Not much happens in this week’s episode of Silo, and that’s ok with me. By and large, we don’t get more hints about the Silo’s mythology* or any of the history that’s been teased already this season. We don’t dive deeper into the mysteries set up by Holston’s death or George’s hard drive. Rather, Machines is mostly dedicated to fleshing out Juliette and, to a lesser extent, mayor Ruth Jahns.
*The one exception coming when the generator is turned off and, for a brief second, we see the outside camera glitch and show the world as it was through Holston’s eyes. I don’t think anyone gathered around it noticed, but it’s an interesting detail nonetheless.
Prior to Machines, much of what we knew about Juliette was in her relationships to the other primary characters in the show. This week, we learn a little more about her backstory, including meeting her father. We know that she works in the Machinery section and takes great pride in running the Silo’s generator. As Jahns and Deputy Marnes (Will Patton) make their way down to the generator, they interview various people who’ve intersected with Juliette to see if she’d make a suitable sheriff.
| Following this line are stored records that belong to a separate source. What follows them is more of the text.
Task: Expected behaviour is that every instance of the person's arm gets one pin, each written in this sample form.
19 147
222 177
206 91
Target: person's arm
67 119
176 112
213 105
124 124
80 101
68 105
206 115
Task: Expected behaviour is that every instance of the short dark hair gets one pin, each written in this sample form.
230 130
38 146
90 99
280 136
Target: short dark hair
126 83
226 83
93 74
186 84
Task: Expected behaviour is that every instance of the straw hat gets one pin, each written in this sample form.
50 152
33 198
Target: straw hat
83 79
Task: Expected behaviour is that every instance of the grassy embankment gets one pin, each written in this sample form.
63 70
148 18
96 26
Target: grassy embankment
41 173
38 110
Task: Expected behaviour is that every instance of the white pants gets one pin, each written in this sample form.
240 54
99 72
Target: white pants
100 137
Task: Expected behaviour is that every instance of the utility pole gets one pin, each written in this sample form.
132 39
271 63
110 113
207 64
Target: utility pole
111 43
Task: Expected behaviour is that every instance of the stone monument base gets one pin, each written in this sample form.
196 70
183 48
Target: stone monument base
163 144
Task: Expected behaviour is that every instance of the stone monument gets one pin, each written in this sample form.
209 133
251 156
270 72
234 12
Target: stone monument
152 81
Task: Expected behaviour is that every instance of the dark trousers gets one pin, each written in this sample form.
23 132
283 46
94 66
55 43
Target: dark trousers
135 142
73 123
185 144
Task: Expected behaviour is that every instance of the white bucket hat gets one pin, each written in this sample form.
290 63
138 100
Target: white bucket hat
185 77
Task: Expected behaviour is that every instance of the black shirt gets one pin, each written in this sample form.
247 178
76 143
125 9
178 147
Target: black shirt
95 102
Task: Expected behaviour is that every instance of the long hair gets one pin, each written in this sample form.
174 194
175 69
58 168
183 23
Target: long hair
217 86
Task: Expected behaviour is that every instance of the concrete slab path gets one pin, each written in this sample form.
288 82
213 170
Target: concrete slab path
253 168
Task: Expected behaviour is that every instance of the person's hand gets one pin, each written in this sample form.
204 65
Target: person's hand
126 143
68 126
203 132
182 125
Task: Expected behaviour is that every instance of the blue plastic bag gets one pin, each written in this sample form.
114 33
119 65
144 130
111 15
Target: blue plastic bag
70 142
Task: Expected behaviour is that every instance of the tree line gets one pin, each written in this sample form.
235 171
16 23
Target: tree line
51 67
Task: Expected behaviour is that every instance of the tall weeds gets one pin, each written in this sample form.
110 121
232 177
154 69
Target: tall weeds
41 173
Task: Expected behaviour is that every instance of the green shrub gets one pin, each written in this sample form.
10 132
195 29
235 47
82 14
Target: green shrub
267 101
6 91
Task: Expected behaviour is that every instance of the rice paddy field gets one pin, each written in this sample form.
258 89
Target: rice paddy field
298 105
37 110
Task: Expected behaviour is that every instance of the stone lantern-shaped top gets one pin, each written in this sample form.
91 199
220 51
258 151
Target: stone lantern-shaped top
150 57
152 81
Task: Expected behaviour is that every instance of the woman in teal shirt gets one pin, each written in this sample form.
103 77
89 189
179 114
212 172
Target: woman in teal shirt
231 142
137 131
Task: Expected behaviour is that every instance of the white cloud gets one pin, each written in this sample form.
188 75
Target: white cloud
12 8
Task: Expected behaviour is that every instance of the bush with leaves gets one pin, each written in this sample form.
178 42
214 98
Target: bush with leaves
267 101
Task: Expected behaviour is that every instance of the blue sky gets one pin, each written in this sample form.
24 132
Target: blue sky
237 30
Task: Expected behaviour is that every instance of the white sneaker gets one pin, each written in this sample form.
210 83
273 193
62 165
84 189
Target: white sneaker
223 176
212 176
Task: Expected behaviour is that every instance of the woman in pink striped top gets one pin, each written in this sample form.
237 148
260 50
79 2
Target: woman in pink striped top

Turns out Juliette is the daughter of a doctor (Iain Glen), so why is she slumming it in the Machinery division? I imagine we’ll get answers sooner or later. The other lingering mystery in Machines revolves around Judicial and the implied Cold War between the division and Jahns. The only member we’ve met so far is Sims (Common), who serves as a kind of enforcer, though there hasn’t been a strong indication of Judicial’s power, logistically speaking, within the Silo.
I haven’t touched on the show’s technical components much yet, but Mark Patten’s cinematography is a highlight here, especially in the later half as Juliette and the mechanical crew work to repair the generator – though I had to turn the brightness on my device all the way up. The visualization of the Silo itself is captivating as well; the lower levels, and their inhabitants’ rooms, appear grimier than those closer to the surface. From the moment I saw one of the porters in the first episode, it was obvious who they were and what they did, without one of the characters having to spell it out. With sci-fi properties, you tend to get information force-fed to you, so I appreciate that bit of restraint from Yost and the team. Visual effects can be hit or miss with streaming shows, but I have yet to find any weak spots in this mostly fabricated world. The aforementioned repair scene is edited well enough too, as it ratchets up the danger for Juliette and the crew.
Even when Silo doesn’t dive deeper into its mythology, it’s an encouraging sign that it can still get by from week to week. Machines clocks in at just over an hour, which feels a little too long in spots, but it doesn’t often drag by slowing things down too much. There’s still plenty more that we don’t know, both in terms of the show’s characters and its lore, but Yost and his team seem confident enough that we’ll be curious enough to stick around and find out.